Colonscopia: che cos’è e come funziona
La colonscopia è un esame endoscopico che si avvale di un tubicino dotato di telecamera che consente di visualizzare le pareti del colon e del piccolo intestino, alla ricerca di lesioni polipoidi, diverticoli o infiammazione. L’esame dura circa 20 minuti e rispetto al dolore che si può avvertire nel corso della sua esecuzione entra in gioco la soggettività del paziente; alcuni pazienti non eseguono alcuna sedazione, ma è comunque possibile sottoporsi all’esame in condizioni di sedazione cosciente oppure profonda, con l’aiuto dell’anestesista. Dopo l’esame si può avvertire un certo gonfiore a causa dell’immissione di aria e acqua necessaria per visualizzare le pareti intestinali, ma nel giro di un paio d’ore la situazione torna alla normalità.
Chirurgia, cura farmacologica e Ricerca
In passato si pensava che la malattia di Crohn dovesse avere sempre un trattamento chirurgico con l’obiettivo di rimuovere la parte di intestino infiammato e risolvere così il problema. In realtà non è più così, anche perché la malattia può ripresentarsi dopo un intervento e il paziente non può subire tante operazioni chirurgiche. Oggi la chirurgia è mininvasiva, in alcuni casi è capace di risparmiare l’intestino ed è una pratica complementare alla terapia medica.

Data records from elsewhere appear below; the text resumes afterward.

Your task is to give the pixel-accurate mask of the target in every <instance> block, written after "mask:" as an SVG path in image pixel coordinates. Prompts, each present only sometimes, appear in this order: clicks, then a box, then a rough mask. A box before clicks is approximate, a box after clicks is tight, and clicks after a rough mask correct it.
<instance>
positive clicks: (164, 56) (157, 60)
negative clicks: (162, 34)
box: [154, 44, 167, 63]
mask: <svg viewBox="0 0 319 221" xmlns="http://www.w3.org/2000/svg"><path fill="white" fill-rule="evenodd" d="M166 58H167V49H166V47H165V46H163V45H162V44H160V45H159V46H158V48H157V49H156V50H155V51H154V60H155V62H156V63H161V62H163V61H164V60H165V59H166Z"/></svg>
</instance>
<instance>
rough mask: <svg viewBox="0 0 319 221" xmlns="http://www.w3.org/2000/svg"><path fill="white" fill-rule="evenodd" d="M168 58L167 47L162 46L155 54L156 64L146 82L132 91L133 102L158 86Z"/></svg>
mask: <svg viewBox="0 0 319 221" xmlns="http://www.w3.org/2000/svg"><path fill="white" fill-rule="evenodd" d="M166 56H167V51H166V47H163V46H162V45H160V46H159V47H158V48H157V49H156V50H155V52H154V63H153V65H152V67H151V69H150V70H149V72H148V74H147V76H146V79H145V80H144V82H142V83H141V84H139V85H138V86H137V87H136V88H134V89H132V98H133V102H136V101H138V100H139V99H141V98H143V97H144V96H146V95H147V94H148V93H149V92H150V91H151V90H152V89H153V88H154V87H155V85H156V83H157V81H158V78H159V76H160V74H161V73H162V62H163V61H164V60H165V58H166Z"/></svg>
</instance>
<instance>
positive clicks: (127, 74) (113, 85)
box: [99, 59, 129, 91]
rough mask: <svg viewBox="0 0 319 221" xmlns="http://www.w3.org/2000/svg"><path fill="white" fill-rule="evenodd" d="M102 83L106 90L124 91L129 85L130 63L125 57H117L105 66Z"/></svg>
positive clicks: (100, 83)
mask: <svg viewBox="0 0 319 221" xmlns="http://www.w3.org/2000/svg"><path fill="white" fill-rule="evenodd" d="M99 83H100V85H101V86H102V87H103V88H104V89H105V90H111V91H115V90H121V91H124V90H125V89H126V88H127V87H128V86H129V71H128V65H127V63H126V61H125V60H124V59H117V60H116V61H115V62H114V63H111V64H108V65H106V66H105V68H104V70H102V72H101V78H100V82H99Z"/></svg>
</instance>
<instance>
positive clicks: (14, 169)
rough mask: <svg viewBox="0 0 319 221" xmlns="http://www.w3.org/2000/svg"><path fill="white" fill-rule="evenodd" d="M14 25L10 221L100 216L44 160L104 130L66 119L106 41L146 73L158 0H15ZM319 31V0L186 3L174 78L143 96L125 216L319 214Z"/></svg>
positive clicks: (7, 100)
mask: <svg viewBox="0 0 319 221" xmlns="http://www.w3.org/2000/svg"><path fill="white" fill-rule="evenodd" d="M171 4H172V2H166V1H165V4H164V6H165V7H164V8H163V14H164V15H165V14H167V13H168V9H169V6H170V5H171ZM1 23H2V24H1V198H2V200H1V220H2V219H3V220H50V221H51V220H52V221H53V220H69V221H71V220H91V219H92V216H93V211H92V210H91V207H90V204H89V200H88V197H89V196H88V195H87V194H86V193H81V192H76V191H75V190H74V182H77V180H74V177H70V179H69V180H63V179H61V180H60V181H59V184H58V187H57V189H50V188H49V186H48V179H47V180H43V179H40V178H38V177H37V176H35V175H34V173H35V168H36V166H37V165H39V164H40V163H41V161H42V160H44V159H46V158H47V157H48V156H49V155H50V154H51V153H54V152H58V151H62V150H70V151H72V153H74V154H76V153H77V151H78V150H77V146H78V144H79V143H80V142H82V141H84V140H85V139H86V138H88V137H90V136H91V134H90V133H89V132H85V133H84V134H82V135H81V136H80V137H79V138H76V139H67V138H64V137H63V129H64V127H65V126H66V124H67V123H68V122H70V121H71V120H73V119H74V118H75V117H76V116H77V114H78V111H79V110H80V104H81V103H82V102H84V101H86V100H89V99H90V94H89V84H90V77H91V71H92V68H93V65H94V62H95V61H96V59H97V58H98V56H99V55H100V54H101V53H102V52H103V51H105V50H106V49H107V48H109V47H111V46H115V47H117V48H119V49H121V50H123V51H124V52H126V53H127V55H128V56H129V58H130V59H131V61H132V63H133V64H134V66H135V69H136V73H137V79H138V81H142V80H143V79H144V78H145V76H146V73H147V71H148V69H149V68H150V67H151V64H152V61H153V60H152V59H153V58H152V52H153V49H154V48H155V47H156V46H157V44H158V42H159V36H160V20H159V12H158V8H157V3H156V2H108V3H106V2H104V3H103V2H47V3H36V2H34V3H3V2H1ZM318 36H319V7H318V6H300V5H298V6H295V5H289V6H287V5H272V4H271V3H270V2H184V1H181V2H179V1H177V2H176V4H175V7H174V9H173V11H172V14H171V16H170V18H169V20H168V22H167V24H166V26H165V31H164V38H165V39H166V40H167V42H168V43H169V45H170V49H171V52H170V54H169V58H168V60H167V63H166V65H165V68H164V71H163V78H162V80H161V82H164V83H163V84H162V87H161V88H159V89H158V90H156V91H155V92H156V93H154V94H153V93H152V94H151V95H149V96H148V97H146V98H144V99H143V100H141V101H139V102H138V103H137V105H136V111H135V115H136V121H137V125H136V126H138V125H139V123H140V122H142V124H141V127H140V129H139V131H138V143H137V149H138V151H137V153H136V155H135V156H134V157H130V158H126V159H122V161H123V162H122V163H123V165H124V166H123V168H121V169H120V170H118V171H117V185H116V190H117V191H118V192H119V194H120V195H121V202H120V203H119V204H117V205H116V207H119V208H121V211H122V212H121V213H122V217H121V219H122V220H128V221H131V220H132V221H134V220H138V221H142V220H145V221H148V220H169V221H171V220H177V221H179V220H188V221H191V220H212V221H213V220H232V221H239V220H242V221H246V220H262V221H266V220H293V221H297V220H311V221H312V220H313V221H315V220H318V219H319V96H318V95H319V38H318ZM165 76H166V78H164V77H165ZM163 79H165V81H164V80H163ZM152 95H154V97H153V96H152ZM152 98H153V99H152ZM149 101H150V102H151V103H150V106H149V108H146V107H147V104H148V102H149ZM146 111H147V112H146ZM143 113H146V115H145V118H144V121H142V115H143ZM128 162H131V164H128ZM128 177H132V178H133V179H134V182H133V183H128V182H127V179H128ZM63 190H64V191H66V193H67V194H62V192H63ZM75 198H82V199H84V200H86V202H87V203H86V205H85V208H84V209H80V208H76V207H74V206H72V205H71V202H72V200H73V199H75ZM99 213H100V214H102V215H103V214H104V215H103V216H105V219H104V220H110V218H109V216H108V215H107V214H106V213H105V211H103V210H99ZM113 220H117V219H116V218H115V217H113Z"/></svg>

Per quanto riguarda la terapia farmacologica esistono farmaci di vecchia generazione (come i cortisonici e gli immunosoppressori) e farmaci nuovissimi, i cosiddetti farmaci biologici. Si tratta di farmaci intelligenti, in grado di spegnere gli interruttori dell’infiammazione in maniera selettiva; hanno maggior efficacia e riescono a cambiare la storia della malattia.
La Ricerca in questo campo procede e sperimenta farmaci in grado di bloccare più citochine (ovvero molecole dell’infiammazione) allo stesso tempo e dunque, anziché bloccare un interruttore alla volta, spengono tanti mediatori e questo si traduce in un controllo più profondo e più efficace dell’infiammazione. La ricerca, inoltre, utilizza le cellule staminali, che sembrano essere molto efficaci per la malattia fistolizzante di Crohn. Abbiamo poi il blocco selettivo di alcuni globuli bianchi, quelli che aggrediscono in maniera autoimmune l’intestino. È quindi un momento di grande ottimismo per i pazienti.